For about six months now—maybe more, maybe less; math has never been my strong suit—one of my closest friends has pestered me about getting a blog.
“Why don’t you have a blog?” she keeps working into messages and conversations. “I, for one, would read it!”
So here you go, my friend. You know who you are.
Blogging is something that has been on my radar for a while, but not something I’ve visited since the days of Xanga (anyone else have a blog there?) and MySpace. Since then I abandoned the pastime for a period of what I’ll call study, reading the words of others and admiring the wit and prose they put out onto the world wide web through blogging.
But I’ve caved. Here I am, once again back in the blogosphere, wondering if I actually have enough to say to pump out interesting entries.

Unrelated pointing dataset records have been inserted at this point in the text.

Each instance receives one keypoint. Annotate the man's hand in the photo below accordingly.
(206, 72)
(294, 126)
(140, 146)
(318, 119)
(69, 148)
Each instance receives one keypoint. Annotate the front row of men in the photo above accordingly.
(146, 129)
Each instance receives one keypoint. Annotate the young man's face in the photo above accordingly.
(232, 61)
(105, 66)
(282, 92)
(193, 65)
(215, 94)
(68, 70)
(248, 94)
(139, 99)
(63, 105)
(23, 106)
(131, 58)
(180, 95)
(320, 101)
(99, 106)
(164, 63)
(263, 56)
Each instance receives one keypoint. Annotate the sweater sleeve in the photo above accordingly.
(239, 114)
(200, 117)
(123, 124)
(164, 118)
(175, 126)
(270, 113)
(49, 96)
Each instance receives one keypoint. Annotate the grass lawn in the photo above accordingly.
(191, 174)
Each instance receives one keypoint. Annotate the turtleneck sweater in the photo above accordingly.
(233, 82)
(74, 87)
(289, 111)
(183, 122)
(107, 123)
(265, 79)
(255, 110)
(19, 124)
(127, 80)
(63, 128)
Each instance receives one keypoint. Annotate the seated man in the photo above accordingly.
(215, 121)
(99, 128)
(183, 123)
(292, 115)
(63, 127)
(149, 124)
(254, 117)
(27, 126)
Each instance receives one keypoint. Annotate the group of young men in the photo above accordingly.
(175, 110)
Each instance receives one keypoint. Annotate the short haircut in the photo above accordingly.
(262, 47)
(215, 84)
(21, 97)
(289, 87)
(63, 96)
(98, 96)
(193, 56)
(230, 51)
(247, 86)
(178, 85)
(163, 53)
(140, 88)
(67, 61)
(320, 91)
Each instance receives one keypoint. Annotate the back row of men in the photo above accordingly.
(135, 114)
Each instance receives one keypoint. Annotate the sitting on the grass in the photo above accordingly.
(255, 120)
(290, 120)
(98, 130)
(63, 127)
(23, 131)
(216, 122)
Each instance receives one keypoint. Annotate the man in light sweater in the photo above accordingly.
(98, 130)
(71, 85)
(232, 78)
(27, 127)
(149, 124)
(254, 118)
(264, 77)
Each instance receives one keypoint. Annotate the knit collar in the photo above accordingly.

Then again, I’m a writing major, I’m supposed to have a lot to say.
A few years ago I ran across a quote by the fantastic writer and columnist Anna Quindlen: “I hate writing, but I love having written.” Oh, how one little sentence holds so much truth. For years I’ve been known as a writer within my family and circles of friends, and yes, it is my major course of study. I’m good at it—or so I’m told—and it’s what I’m comfortable doing. But in all honesty, I rarely sit down and write (although something I need to change and am doing so with this blog). And the reason lies within that very quote.
Writing is hard. Writing is messy, heartbreaking, frustrating, draining, boring, time-consuming, challenging. But writing is creative. It is thought-provoking. And it is rewarding. Incredibly, incredibly rewarding.
That’s where the “having written” part comes in. There’s nothing better than seeing something I wrote somewhere other than my laptop or a professor’s office or a friend’s Facebook page. My words and my name are capable of leaving my mind and going to someone I’ve never met, someone who can analyze those words, be entertained by them, escape in them.
And that, my friends, is why I call myself a writer. Welcome to my blog.